De un tiempo a esta parte, la ciudad de Asunción –entre otras cabeceras departamentales– se está reconfigurando a la medida del capital reinante. Lugares donde antes había frondosos árboles, bálsamos durante el fulminante verano; donde antes ocupaban antiguos edificios, devenidos en patrimonio cultural por su riqueza arquitectónica e histórica, hoy están enchapados con obreros demoliendo hasta las sombras.
Estaciones de servicios, farmacias, comercios las 24 horas, departamentos o fríos galpones ocupan esos lugares, arrebatando la magia y el color a la ciudad, vuelta un paisaje minimalista, mudo e impersonal.
Un amigo arquitecto, recién llegado a Asunción hace ya unas décadas, se había espantado cuando vio el moderno edificio espejado que se erguía soberbio sobre la imponente casona, donde hoy está la sede de la Vicepresidencia de la República. –Esto es una bazofia– lanzó, sin poder comprender cómo, por qué o a quién se le ocurrió “semejante atropello”.
Lo que este amigo no imaginaba –ni yo al menos en ese momento– era que en Paraguay somos capaces de ir más lejos aún; al límite de dejar en ridículo al mejor ocurrente director de cine. De hecho, a la sobria restauración de la emblemática casona sobre calle Palma –convertida en Palmaroga Hotel–, le atraviesa un mamotreto de cristal que se eleva, grotescamente, desde su vientre a una altura indecente.
Al transitar por las calles, ya no se sabe si uno se va a topar con una estación de servicio o con un edifico de altura. Y lo que es peor, esto se da en sitios donde cualquier taciturno o alegre transeúnte encontraba un poco de paz a la sombra de la arboleda; o bien, podía sentir respirar la historia de la ciudad a través de las paredes de sus casonas, en su mayoría, penosamente abandonadas.
Merece un capítulo aparte es lo que pasa en el campo: Hectáreas y hectáreas de bosque y selva han desaparecido a expensas de las divisas, resultantes de la ganadería, el cultivo extensivo de soja y su avariciosa exportación que, finalmente, aporta migajas al Fisco en relación a las ganancias que acumulan. Incluso, en los últimos tiempos el exterminio y expoliación, se trasladó al Chaco.
En el árido y agreste suelo chaqueño, el vil metal amenaza con arrasar lo último que queda del Bosque Atlántico en el Alto Paraguay. Consecuentemente, coloca en serio peligro la seguridad y supervivencia de varias comunidades indígenas –en especial a los Ayoreos–; tanto de los asentamientos que mantienen cierto tipo de contacto con el resto de la población paraguaya como del incontable remanente de nativos silvícolas que viven aislados, de forma libre y voluntaria, incluso de sus propios hermanos de estirpe.

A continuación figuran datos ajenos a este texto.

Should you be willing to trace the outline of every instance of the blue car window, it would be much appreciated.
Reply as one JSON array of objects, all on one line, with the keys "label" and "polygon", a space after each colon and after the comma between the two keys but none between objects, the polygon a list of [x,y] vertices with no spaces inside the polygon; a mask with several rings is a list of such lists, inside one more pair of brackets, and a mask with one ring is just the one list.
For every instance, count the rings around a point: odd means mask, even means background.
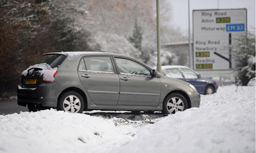
[{"label": "blue car window", "polygon": [[174,78],[183,78],[178,68],[168,69],[165,70],[165,75]]},{"label": "blue car window", "polygon": [[181,70],[183,72],[183,74],[186,79],[197,79],[198,75],[194,72],[186,68],[181,68]]}]

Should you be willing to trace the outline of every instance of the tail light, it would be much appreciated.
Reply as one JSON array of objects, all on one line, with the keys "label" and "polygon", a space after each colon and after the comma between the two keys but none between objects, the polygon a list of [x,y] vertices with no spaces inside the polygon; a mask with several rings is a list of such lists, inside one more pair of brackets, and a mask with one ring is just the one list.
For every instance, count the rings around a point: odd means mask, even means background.
[{"label": "tail light", "polygon": [[55,75],[57,74],[57,70],[43,70],[42,71],[41,74],[43,74],[43,82],[53,82]]}]

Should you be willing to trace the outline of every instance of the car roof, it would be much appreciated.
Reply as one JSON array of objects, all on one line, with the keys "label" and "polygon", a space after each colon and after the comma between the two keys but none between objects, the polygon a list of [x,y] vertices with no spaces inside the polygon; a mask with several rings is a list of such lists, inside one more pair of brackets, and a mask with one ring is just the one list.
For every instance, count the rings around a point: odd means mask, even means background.
[{"label": "car roof", "polygon": [[189,68],[188,67],[183,65],[164,65],[162,66],[162,69],[167,69],[170,68]]},{"label": "car roof", "polygon": [[47,54],[62,54],[65,56],[80,56],[82,55],[119,55],[124,56],[124,55],[106,53],[106,52],[53,52],[44,54],[43,55]]}]

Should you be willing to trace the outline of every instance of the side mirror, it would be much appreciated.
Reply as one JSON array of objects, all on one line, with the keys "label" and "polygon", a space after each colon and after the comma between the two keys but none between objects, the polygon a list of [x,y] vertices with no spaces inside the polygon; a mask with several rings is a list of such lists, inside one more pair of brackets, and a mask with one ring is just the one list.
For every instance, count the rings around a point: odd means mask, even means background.
[{"label": "side mirror", "polygon": [[153,69],[152,70],[152,73],[151,73],[151,76],[152,77],[155,77],[156,76],[156,70],[155,69]]}]

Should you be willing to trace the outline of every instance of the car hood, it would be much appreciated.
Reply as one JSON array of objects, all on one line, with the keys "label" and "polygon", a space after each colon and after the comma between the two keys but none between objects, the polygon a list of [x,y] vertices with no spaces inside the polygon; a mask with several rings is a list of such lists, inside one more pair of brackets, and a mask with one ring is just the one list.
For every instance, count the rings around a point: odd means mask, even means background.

La anteposición del dinero y los intereses corporativos, cuyo derrame de sus actividades al resto de la población sigue siendo limitada, anula el abordaje y resolución de los ya sempiternos males sociales como la tenencia de la tierra, la preservación de los recursos naturales, el acceso a servicios básicos y la generación de condiciones para una mejor calidad de vida, en el campo y en la ciudad.
Si hay algo que resume y refleja el escenario descrito es la falta de amor propio que nos atraviesa como sociedad; mirando bajo sospecha al otro, denostando al vecino y criticando a los “haraganes” campesinos, sin techos, obreros y todos quienes se organizan e interpelan al sistema con cierre de rutas y movilización.
La ignominia de las autoridades y servidores públicos que deben velar por el cumplimiento de las leyes y por el bienestar general, contribuye a ese desamor, al desapego incluso hacia los símbolos que otrora constituían parte importante y daban un sentido de pertenencia histórica.
¿En qué momento dejamos de estimarnos? De querernos como lo que somos: Trazos de este tejido social, flagelado por la injusticia, la impunidad, la inequidad y la ambición mezquina. Quizás, esta última formulación encierre alguna respuesta a la pregunta planteada.
En efecto, cuando las vísceras mandan, a instancias de las fauces de los insaciables de poder, se mutila la razón y el corazón de una nación y es aquí cuando todo lo indigno puede pasar.